Effective economic decision-making depends on the brain’s capacity to integrate uncertainty about the state of the world and reward/loss outcomes. Various theories, such as expected utility and prospect theory, have been proposed to model economic preferences of the agents. However, a full characterization of the specific preference measures employed by agents has yet to be achieved. Moreover, while progress in neuroeconomics has been substantial, critical gaps persist in understanding how dopaminergic system computes such preference measures. Here, we present a framework motivated by an aspiration to bridge an analytical gap between system and cognitive level perspectives. We focus on multi-armed bandit tasks where we assume that the reward distribution in each arm is represented by the expected values of the encoding functions of dopamine neurons, a representational scheme referred to as distributed distributional coding (DDC). We extend the temporal difference (TD) learning to distributional DDC-TD learning and propose that the neural response of dopamine neurons can be characterized by the DDC-TD error. Using dopaminergic recordings from the ventral tegmental area (VTA) in mice, we show that unit activity broadly accords with the predictions of DDC-TD model.
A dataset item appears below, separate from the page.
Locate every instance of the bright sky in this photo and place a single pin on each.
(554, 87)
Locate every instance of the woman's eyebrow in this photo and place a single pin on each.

Building on these empirical observations, we go on to detail a neural network that utilizes DDC values associated with alternative choice options as input. In conjunction with a simple learning rule, this DDC network can infer a large class of preference/risk measures that an agent may adopt, including expected utility, conditional value at risk (expected tail gain), and compound utility-risk measures. A core feature of the network is that a dopaminergic preference computation emerges intrinsically within the network’s configuration, enabling any inferred preference measure to be computed from a mapping of the linear readouts of dopamine neurons. Thus, our framework provides a robust approach for inferring agents’ preference measures as well as detailing how dopaminergic system might compute these probabilistic measures.